Anglers in the handful of boats, one from his bass club, within sight of the action had their interest piqued, to say the least.
“They didn’t realize how big the fish was until I told them. They thought it was a 5. They were happy. They were ecstatic I caught a fish like that down here. That’s amazing,” he said.
Word about the catch spread like wildfire across the lake. Brooke Morrison, a fishing buddy from Broussard who owns Billeaud’s II in New Iberia, knew about it as he was fishing and long before the bass club’s weigh-in, Brazda said.
After weighing it in to the oohs and aahs of the crowd at the bass club weigh-in, Brazda released the bass.

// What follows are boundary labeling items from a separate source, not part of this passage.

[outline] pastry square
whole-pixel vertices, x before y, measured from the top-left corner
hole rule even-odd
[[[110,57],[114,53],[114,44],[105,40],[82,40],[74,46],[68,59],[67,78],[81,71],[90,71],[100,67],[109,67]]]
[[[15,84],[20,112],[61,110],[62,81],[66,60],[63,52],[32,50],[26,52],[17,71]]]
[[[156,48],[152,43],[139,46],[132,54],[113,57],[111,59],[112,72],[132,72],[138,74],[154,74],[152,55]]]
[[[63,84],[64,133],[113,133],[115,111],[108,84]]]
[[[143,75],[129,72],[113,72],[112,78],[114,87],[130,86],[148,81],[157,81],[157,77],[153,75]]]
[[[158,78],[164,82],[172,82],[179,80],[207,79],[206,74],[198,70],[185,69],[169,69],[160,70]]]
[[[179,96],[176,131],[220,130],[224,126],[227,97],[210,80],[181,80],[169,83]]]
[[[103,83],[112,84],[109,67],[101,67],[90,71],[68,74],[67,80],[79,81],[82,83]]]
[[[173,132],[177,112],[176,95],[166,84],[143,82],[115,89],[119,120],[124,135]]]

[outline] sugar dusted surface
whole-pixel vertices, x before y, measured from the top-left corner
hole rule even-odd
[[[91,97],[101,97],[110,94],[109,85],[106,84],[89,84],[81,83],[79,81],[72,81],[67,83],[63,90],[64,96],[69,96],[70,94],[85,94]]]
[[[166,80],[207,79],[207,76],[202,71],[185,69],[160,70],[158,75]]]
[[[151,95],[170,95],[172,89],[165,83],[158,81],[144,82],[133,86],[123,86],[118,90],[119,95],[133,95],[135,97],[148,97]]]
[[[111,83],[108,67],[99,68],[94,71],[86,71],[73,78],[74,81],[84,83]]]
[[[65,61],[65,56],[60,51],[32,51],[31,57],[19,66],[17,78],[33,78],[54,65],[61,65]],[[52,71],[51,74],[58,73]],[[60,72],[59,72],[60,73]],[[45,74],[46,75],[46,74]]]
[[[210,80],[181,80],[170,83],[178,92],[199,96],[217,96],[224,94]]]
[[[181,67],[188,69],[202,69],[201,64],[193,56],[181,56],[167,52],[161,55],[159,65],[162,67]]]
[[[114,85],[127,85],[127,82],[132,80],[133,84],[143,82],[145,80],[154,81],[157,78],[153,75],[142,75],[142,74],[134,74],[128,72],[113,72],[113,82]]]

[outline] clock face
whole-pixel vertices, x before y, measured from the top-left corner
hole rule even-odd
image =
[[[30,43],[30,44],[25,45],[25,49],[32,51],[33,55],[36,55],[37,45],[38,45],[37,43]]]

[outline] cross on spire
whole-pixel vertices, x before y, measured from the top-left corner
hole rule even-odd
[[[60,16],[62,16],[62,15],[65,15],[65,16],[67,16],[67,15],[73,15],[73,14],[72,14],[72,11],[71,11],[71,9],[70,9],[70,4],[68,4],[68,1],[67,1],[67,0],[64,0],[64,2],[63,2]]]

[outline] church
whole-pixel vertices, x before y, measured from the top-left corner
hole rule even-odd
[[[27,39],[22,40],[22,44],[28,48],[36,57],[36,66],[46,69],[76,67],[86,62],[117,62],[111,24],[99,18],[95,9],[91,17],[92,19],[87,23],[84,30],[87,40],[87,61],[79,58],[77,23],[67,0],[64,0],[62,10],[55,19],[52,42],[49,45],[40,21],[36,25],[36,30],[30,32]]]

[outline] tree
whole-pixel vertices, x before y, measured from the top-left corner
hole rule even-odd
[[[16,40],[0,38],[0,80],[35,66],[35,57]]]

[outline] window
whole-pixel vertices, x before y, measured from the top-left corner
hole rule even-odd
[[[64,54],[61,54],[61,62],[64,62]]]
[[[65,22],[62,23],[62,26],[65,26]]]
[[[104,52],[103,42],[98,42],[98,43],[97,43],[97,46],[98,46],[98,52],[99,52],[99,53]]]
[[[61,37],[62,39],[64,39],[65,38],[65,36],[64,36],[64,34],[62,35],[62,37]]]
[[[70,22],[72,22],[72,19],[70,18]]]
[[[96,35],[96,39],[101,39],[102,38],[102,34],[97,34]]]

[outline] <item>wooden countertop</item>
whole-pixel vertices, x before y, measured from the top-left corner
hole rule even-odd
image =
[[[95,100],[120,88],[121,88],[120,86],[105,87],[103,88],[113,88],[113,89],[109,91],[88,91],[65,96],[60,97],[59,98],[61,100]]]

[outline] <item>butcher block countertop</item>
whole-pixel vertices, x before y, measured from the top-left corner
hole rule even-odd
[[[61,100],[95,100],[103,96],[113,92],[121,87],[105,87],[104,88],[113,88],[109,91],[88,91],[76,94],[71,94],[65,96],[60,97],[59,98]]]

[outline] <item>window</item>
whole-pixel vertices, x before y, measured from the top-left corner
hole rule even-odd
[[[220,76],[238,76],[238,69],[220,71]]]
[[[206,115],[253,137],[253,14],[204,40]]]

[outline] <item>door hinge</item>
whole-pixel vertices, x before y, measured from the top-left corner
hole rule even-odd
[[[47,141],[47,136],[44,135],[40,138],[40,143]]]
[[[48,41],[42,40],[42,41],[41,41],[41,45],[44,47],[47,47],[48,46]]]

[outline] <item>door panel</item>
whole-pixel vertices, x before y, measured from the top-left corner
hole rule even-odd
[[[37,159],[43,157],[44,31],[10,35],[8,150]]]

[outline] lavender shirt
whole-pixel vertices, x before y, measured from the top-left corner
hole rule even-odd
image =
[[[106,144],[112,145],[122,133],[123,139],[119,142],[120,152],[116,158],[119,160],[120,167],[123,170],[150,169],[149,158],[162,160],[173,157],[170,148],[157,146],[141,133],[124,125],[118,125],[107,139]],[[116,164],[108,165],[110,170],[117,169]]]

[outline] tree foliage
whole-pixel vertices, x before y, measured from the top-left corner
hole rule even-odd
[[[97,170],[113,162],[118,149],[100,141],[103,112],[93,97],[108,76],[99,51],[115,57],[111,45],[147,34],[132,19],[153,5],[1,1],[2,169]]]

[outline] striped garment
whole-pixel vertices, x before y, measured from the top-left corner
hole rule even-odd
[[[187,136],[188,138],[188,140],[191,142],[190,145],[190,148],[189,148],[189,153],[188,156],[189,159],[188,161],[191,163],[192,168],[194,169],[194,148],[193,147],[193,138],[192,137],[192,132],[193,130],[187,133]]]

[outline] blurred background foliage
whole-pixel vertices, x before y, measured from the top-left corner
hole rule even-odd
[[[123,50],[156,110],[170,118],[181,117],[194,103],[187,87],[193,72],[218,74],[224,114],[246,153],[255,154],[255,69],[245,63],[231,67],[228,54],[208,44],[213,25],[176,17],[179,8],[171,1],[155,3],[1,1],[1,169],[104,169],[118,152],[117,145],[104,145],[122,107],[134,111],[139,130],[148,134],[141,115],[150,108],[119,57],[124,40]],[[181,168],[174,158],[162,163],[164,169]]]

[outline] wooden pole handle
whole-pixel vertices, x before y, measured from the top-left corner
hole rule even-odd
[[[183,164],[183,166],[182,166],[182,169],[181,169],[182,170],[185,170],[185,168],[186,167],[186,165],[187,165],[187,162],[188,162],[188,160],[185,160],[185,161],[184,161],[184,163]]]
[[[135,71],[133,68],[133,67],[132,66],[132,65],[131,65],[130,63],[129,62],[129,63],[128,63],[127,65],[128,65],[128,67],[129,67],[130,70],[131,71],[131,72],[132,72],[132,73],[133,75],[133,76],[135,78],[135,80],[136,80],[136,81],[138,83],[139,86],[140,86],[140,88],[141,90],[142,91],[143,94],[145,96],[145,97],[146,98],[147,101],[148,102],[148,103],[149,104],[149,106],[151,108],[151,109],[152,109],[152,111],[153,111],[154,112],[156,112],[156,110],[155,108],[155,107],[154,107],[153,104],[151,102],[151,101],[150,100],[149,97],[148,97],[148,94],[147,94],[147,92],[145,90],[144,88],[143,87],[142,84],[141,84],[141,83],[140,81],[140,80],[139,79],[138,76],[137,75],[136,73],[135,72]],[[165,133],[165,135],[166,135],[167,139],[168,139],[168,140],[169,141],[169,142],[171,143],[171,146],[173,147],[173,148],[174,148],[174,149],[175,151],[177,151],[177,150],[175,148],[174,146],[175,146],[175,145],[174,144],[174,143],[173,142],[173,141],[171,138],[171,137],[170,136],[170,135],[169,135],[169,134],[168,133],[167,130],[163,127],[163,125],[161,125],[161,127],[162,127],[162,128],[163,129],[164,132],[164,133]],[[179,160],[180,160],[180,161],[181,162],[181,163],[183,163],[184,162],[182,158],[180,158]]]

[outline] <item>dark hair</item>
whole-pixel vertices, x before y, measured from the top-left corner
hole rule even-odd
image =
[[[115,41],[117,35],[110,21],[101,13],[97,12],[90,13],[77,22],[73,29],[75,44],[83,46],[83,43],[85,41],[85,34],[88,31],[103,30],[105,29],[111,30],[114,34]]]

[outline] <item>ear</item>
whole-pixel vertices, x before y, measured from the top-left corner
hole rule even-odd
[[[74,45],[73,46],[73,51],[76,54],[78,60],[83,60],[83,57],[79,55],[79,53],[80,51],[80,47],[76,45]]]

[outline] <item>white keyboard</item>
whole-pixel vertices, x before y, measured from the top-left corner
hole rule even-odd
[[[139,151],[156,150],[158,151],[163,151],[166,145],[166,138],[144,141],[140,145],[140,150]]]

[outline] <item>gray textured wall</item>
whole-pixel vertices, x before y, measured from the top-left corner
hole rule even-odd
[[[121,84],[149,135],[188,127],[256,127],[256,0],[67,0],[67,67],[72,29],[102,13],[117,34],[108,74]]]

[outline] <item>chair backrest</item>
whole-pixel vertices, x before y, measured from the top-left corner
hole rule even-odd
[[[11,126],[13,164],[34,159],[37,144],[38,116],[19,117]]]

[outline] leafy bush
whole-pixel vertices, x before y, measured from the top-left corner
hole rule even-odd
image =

“I had no desire to keep that fish. I said, ‘Hey, I’m good.’ That’s the biggest fish I ever caught in the lake. I had 4s and 5s last year, (but) not one more than 5,” he said.
Anyway, he said, when he wants fish for the freezer he’ll go after bream and sac-a-lait.
Brazda and Guidroz kept fishing after the big catch.
“We didn’t quit. At that point we really didn’t have a good fish to go with that one. I was not satisfied. I wanted 20 pounds. I knew if there was one good fish in there there’d be another,” he said.
They won the tournament with 18.55 pounds.
Brazda, who works at Bayou Teche Guns in Arnaudville, a family business his father opener in 2002, and the bass became an instant celebrity as it went viral on social media.
“I’ve gotten phone calls from people I haven’t talked to in years, calling to congratulate me,” he said.